The Core of the Dispute
The controversy centres on compensation owed to motorists who took out car finance agreements between April 2007 and November 2024. During this period, lenders frequently paid secret, undisclosed commissions to brokers, typically car dealerships, which could have unfairly inflated the cost of loans for consumers.
Law firm Slater & Gordon, which represents hundreds of thousands of affected drivers, has launched a fierce attack on the Financial Conduct Authority (FCA). The firm accuses the watchdog of protecting the banks and finance companies involved by proposing a compensation cap that systematically undervalues the harm suffered.
Billions in Disputed Redress
Slater & Gordon alleges that the FCA's proposed redress formula will leave as many as 14.2 million car buyers short-changed by a staggering total of £8.1 billion. The regulator has estimated that lenders will pay out roughly £11 billion overall, including £8.2 billion in direct compensation and £2.8 billion for scheme administration.
Under the current FCA plans, the average payout would be approximately £700. However, the law firm argues that a fair settlement should be closer to £1,200 per person – leaving each motorist an average of £500 worse off than they should be.
The firm has taken specific issue with two elements of the FCA's plan:
- A "hybrid" compensation formula that averages total commission paid with the FCA's estimate of consumer loss.
- An interest rate applied to redress set at base rate plus 1%, rather than the 8% commonly used in personal finance compensation cases.
Research from WPI Economics commissioned by Slater & Gordon suggests the hybrid formula alone would cut payouts by £3.5 billion, with the lower interest rate reducing them by a further £4.6 billion.
Industry Stance and Next Steps
Major banks are already bracing for significant financial impacts. Lloyds Banking Group, a dominant player through its Black Horse brand, has set aside £1.95 billion. Other lenders like Barclays, Santander, and Close Brothers are also facing substantial bills.

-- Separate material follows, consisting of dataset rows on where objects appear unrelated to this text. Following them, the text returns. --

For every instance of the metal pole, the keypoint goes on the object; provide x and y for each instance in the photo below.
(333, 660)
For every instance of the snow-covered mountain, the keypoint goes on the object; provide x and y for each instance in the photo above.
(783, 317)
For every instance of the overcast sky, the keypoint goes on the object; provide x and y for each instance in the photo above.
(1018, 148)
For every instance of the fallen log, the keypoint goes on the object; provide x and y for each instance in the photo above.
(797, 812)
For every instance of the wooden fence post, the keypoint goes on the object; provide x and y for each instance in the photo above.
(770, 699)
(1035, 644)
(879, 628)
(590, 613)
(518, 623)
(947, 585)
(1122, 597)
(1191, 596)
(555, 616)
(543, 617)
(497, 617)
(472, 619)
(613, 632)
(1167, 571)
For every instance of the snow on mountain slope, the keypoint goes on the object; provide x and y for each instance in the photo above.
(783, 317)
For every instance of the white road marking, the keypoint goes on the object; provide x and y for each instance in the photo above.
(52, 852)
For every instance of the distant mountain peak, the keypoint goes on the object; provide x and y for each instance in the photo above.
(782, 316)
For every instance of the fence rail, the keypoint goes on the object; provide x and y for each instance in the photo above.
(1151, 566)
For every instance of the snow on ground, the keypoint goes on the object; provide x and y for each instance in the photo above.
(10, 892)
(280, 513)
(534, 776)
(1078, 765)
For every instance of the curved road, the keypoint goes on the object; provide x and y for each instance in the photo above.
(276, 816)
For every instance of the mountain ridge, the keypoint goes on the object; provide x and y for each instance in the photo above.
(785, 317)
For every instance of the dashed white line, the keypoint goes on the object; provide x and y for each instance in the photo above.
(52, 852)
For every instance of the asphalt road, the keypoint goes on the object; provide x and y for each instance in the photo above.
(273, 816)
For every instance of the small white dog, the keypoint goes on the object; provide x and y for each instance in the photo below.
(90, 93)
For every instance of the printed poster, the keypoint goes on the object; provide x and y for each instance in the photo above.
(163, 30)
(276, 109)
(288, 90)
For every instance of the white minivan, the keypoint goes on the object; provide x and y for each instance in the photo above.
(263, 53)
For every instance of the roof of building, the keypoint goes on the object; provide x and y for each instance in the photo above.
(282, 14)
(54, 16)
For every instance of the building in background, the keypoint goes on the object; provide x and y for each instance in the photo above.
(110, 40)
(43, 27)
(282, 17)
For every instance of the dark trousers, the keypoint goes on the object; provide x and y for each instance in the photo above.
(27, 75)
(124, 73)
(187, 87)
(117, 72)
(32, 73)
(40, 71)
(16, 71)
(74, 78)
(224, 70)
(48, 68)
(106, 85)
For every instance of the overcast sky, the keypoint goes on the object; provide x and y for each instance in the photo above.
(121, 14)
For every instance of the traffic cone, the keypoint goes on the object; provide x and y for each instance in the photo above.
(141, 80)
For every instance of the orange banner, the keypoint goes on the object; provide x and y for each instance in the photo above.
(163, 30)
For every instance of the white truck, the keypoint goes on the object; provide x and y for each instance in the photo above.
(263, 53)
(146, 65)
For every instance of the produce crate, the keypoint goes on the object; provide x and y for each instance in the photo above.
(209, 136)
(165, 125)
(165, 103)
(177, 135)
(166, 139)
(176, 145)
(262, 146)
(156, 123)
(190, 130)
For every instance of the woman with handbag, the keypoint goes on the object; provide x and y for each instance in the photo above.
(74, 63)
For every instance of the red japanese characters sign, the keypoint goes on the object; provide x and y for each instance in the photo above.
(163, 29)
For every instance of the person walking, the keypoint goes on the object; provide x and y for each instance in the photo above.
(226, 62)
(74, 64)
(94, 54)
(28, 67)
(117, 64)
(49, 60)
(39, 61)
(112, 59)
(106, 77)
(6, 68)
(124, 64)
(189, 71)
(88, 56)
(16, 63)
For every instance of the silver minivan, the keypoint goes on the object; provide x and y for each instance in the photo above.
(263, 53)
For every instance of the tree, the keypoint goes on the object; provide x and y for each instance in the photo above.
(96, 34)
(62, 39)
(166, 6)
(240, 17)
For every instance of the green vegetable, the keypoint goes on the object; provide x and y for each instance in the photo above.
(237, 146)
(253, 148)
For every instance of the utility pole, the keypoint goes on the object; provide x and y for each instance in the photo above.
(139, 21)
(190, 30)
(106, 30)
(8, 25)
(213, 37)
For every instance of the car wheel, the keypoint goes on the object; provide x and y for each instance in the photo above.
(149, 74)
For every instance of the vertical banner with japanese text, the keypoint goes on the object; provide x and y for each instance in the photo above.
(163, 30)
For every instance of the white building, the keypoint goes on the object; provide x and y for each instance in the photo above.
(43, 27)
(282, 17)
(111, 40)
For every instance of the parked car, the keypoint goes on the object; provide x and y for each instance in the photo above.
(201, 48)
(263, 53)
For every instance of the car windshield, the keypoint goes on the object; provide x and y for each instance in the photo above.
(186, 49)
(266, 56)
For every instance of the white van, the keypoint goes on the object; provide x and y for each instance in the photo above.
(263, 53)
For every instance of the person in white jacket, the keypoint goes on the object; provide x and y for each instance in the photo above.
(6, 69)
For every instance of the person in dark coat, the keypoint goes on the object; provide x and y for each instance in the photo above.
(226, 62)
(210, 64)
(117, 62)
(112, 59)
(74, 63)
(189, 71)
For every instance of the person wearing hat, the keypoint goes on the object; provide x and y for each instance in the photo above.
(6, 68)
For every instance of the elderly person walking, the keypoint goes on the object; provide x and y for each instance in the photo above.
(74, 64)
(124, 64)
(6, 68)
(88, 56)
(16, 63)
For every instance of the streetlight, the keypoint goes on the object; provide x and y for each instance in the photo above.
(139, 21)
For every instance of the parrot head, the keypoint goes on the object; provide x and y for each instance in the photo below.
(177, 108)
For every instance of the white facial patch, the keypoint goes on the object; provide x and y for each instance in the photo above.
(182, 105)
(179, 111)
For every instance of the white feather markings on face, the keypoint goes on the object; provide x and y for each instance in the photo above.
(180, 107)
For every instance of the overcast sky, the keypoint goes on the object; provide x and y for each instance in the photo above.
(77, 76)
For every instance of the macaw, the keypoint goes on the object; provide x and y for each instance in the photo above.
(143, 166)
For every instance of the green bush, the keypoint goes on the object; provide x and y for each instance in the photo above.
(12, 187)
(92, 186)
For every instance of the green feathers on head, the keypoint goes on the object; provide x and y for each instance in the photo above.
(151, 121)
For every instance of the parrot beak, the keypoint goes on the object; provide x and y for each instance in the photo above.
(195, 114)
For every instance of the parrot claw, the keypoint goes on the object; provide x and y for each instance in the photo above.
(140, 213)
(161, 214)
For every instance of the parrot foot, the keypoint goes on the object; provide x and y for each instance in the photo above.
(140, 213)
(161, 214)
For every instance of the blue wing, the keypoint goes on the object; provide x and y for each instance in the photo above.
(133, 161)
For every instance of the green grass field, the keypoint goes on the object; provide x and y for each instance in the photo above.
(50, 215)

Not all parties believe the compensation scheme is too stingy. The Finance and Leasing Association has argued it should be tightened further, potentially excluding millions of buyers who it claims suffered no actual loss.
The FCA concluded its consultation on 12 December and is expected to finalise the compensation terms by the end of February. The situation remains volatile, with lenders reportedly considering a judicial review if the scheme is deemed too generous, and Slater & Gordon hinting at legal action if it is not generous enough.
An FCA spokesperson stated: "We’re considering feedback to the consultation which will help us refine our proposals to ensure any scheme is fair and robust. Our scheme aims to be simple for people to use. That means on such a complex issue not everyone will get everything they would like."
The spokesperson added that consumers can choose to bypass the FCA scheme and go to court, but warned that process is uncertain, potentially slower, and legal fees could leave many with less money.